O palco tem uma mesa, "Amêsa" é o nome da peça e também do objeto-quase-personagem, e flores espalhadas pelo entorno. A iluminação marcada e a música ritmada e sempre presente fazem o resto. E a atriz Heloisa Jorge brilha.
Ela é linda e dança, desdobra seu corpo ao redor, em cima e embaixo da mesa, vestido vermelho, enquanto dispara versos sobre como, tão bonita, precisa ter cuidado, "se não vão te meter em magia". Daí salta para "a criança morreu", no nascimento, "vida não-vivida".
É bem mais sensual e triste do que eu consigo descrever. Seu corpo, de cócoras, de ponta-cabeça, remete para imagens de natureza e mulher.
Da paixão ela vai para a morte da criança e desta parte para a revolta contra o "verdugo" de olhos verdes.
Firme, resoluta, busca deixar "o eu que então eu era" para "o nós que havia no meu eu". E é então que tira o pano negro que prendia seu cabelo e ele se abre, gigantesco e exuberante como o de Nelson Triunfo.
Mas Heloisa Jorge é o Anti-Nelson Triunfo. De Pernambuco, ele partiu do maracatu para o break de São Paulo, é industrial, moderno.

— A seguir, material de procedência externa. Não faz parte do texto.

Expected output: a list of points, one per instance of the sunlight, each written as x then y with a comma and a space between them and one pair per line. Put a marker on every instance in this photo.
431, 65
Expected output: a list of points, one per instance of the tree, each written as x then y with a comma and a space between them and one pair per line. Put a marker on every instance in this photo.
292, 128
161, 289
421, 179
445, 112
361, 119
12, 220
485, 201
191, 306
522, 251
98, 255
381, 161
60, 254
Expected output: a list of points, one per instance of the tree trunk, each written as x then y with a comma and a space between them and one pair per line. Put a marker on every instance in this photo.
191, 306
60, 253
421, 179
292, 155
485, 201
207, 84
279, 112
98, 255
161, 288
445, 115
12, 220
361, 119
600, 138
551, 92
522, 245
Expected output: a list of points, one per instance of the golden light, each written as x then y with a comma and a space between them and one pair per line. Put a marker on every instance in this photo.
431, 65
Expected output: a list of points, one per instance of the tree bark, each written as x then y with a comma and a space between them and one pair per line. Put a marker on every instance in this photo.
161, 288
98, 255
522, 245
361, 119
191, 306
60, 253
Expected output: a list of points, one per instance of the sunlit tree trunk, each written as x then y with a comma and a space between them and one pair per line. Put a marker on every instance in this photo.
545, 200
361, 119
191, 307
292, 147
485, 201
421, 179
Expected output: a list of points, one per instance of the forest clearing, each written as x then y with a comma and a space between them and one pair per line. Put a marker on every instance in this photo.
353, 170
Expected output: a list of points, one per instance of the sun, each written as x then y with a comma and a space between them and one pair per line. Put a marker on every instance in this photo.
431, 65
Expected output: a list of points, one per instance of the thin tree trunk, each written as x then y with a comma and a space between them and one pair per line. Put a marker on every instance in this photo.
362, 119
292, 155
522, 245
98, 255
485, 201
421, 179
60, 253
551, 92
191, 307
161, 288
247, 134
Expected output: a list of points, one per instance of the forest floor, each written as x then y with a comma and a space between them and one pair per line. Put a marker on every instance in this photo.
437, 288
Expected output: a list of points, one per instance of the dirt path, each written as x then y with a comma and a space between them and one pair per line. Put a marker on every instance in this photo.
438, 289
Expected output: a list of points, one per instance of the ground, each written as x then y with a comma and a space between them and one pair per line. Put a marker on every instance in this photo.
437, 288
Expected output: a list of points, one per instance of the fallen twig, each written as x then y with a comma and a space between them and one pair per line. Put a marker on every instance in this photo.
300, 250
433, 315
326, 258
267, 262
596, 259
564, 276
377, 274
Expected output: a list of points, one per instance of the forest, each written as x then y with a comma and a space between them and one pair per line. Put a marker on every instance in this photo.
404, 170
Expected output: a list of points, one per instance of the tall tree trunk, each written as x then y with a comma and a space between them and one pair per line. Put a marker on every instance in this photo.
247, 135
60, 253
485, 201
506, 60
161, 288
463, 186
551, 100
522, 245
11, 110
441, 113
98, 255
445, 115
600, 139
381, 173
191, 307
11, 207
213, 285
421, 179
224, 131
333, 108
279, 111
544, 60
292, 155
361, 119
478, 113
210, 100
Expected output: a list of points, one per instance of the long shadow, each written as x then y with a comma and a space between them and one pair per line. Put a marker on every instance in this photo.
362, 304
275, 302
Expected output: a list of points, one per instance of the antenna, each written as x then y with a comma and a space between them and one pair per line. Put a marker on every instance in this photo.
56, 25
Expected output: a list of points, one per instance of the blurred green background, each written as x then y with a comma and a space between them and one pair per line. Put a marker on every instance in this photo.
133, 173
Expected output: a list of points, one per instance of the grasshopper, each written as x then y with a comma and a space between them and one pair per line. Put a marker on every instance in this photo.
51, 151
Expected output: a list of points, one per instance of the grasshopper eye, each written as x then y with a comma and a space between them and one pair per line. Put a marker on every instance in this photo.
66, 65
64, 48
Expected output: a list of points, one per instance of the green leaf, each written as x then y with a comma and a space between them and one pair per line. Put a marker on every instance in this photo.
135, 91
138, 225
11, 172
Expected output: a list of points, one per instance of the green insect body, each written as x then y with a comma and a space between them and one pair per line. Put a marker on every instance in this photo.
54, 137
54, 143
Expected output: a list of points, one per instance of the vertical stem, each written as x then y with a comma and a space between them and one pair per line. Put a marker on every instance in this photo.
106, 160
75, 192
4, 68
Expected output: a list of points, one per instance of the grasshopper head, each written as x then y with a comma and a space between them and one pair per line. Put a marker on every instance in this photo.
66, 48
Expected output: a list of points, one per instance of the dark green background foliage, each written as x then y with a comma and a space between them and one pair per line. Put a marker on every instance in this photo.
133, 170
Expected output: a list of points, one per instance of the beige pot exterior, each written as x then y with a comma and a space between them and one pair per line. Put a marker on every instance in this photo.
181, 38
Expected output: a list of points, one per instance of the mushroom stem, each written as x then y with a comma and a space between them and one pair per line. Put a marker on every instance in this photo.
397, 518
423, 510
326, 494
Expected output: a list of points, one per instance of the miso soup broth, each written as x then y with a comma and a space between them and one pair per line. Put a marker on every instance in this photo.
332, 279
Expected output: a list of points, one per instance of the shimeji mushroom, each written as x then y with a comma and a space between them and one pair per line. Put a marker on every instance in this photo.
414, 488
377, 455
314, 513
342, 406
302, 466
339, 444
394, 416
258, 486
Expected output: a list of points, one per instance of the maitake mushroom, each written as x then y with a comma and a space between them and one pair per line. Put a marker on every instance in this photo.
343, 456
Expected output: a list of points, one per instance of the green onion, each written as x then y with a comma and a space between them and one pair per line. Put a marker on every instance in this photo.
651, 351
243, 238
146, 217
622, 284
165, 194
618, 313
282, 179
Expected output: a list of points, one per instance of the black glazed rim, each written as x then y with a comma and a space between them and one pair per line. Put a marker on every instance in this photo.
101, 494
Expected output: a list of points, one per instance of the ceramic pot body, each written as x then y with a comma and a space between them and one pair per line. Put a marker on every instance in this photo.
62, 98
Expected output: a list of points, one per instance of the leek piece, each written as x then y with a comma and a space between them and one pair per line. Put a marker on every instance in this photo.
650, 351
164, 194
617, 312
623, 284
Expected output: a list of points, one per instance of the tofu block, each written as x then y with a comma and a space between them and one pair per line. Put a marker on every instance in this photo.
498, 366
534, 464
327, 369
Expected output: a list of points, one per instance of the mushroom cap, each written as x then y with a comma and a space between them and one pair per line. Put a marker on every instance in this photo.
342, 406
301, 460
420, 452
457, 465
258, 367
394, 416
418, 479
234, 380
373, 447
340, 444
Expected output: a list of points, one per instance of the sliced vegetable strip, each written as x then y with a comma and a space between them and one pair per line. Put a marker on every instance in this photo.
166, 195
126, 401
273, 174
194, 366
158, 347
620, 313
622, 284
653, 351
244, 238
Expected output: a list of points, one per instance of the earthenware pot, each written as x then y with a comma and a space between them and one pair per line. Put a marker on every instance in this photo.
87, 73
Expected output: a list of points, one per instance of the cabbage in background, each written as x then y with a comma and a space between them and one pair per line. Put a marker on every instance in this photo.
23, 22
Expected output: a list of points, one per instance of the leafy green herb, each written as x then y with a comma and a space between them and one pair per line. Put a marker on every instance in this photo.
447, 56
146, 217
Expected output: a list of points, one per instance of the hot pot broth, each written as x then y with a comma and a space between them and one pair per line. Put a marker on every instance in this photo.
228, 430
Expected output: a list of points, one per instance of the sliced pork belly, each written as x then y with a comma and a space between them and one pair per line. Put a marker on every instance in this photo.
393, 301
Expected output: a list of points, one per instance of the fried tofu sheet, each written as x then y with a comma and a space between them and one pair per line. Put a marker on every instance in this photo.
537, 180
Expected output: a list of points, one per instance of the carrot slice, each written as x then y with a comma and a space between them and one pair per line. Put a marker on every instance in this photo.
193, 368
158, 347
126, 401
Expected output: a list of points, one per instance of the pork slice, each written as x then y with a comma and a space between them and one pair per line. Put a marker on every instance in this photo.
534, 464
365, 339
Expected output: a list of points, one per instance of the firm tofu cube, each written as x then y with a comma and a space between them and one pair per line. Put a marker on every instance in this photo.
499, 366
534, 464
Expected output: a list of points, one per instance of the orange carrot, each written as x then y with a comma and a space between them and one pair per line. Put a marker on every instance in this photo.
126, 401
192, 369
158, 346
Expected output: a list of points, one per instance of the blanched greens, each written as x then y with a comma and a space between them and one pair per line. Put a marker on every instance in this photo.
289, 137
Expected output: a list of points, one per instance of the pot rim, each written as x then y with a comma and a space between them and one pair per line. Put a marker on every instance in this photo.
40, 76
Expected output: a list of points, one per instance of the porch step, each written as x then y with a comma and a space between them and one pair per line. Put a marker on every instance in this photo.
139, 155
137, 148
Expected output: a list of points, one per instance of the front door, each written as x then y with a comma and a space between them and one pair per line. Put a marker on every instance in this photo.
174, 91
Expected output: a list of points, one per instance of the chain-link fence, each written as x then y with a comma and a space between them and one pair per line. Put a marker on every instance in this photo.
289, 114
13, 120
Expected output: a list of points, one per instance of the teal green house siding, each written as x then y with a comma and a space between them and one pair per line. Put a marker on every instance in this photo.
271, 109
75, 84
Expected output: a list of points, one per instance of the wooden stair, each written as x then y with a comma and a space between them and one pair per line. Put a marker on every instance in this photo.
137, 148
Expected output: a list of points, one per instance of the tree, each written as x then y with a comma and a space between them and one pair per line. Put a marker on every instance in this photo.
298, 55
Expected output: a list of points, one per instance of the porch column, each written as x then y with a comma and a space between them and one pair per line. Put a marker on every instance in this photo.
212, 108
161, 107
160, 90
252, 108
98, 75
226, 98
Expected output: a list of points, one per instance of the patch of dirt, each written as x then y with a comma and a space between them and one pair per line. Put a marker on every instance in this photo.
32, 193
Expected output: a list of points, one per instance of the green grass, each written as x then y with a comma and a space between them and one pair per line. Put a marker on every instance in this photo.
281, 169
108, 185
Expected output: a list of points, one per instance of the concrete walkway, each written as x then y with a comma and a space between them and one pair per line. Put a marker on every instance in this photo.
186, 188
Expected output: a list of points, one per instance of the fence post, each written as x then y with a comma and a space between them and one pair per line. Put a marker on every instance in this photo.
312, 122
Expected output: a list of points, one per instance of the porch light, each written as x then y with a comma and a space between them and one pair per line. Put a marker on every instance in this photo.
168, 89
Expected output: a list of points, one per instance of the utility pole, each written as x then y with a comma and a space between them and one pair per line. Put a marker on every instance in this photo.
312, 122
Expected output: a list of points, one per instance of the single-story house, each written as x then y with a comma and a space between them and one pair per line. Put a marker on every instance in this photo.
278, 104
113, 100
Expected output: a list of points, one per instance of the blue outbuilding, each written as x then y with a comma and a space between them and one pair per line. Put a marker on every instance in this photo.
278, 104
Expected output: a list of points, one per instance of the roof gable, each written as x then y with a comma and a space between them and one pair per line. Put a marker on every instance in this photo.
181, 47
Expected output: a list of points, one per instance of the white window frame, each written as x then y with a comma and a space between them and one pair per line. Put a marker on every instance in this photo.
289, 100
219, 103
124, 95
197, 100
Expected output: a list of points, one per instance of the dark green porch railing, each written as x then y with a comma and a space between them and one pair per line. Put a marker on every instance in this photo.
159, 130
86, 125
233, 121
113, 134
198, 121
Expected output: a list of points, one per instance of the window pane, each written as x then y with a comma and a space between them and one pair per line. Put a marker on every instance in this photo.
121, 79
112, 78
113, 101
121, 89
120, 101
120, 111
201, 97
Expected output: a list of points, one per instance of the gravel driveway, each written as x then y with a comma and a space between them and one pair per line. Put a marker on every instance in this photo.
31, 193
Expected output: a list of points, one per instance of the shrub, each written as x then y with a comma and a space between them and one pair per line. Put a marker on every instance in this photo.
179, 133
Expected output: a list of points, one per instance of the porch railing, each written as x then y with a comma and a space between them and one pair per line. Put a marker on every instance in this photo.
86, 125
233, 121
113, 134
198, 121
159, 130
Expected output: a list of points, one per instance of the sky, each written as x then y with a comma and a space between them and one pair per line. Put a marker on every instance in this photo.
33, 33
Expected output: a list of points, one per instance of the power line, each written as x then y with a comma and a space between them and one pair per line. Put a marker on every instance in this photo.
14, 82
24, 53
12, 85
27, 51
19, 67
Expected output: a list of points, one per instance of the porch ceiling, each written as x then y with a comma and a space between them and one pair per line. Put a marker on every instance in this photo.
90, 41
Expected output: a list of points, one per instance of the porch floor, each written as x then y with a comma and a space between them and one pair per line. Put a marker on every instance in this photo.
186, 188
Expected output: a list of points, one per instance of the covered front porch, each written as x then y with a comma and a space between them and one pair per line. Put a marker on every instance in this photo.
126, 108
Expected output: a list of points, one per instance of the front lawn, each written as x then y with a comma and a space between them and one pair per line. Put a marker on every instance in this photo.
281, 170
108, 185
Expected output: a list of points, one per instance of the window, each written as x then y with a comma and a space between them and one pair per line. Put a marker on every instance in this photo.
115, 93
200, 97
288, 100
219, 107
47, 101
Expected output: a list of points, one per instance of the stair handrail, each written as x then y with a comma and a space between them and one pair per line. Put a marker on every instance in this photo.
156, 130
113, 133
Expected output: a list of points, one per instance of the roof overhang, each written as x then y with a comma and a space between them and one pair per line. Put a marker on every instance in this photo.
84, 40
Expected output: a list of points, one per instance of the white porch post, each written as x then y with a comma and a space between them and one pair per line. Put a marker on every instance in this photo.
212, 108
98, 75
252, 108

Heloisa parte da Bahia e volta no tempo, cruza o oceano até a Mina que Abrantes ajudou a tirar da colonização européia. A revolta da personagem, no final, é espelho da revolta política, que é africana e que tem suas raízes, deste lado, na Bahia.
Enfim, eu viajei na apresentação. A última é hoje, também às 21h.